I think if you used the same language when you interpreted your CIs then you'd feel just as uncertain. Think if you had originally said this: "the means were different, t(98) = 2.09, Cohen’s d = 0.42, 95% CI [0.02, 0.81]. This interval serves as a rough prediction interval, indicating where 83.4% of replication ds would likely fall (Cumming, Williams, Fidler, 2004)." If the next time you run the study you might find a difference between means as small as .02 or as large as .81 (nearly double!), or even smaller/larger=16.6%, how do you feel very certain about that? I can't say I do, even without the p-value language.

"If we would have observed the same effect size (d = .42) but had 1000 participants in each of two groups, we would be considerably more certain there was a real difference. We could say: t(1998) = 9.36, Cohen’s d = 0.42, 95% CI [0.33, 0.51]. To be honest, I’m not feeling this huge increase in certainty."

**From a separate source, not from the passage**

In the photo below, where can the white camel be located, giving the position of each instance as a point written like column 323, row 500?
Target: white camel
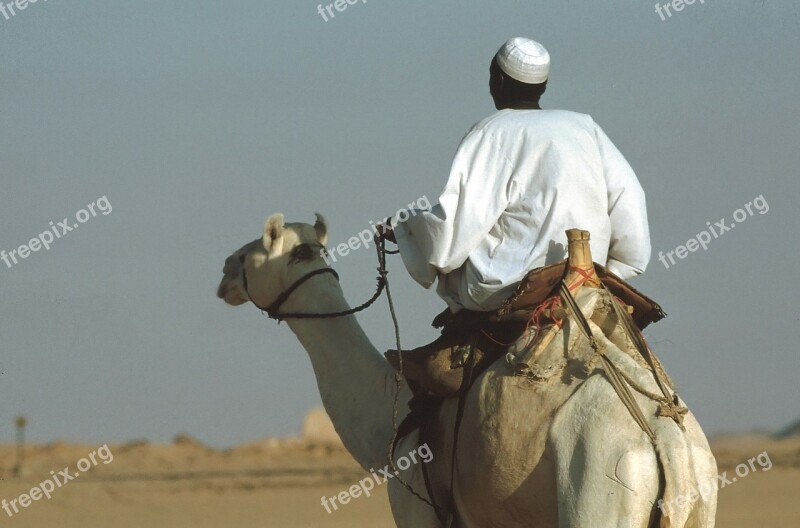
column 560, row 450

You honestly don't feel an increase in certainty going from "83% of replication ds could likely be as small as .02 or as large as .81" to "83% of replication ds could likely be as small as .33 or as large as .51"? That range of values feels quite a bit smaller to me.

Since p < .001, presumably the 99.9% CI doesn&#...

2014-05-19T11:20:37.569+02:00

Since p < .001, presumably the 99.9% CI doesn't include zero either.
So one approach could be to specify, for each test, the CI size of the highest CI which doesn't include zero. We could maybe replace 95% by *, 99% by **, and 99.9% by ***...

Slightly more seriously, perhaps we could use a new statistic to present CI results. The reason why a 95% CI of [0.33, 0.51] is better than one of [0.02, 0.81] is surely that in the former case, there is almost two CI-widths (i.e., 0.51 - 0.33 = 0.18) of clear blue water between the lower bound of the CI and zero:
cbw = (0.33 / 0.18) = 1.83. In the latter case, this is (0.02 / 0.79) = 0.025.

This statistic would then need to be adjusted for different CIs, for example by dividing it by (1 - the CI percentage), although doubtless a better formula could be found by doing all this from first principles. So the 95% CI of [0.33, 0.51] would have a final statistic of (1.83 / .05) = 36.7, whereas a 99% CI of [0.30, 0.54] would have a final cbw value of ((0.30 / 0.24) / .01) = 125. This adjustment has the effect of making (what are in effect) p < .01 results visibly more impressive --- your two similar-looking sets of numbers now boil down to two single numbers that differ by a factor of more than three --- and p < .001 results even more so.

This is probably all meaningless if you're a proper statistician, so I await the learning experience of refutation with considerable interest.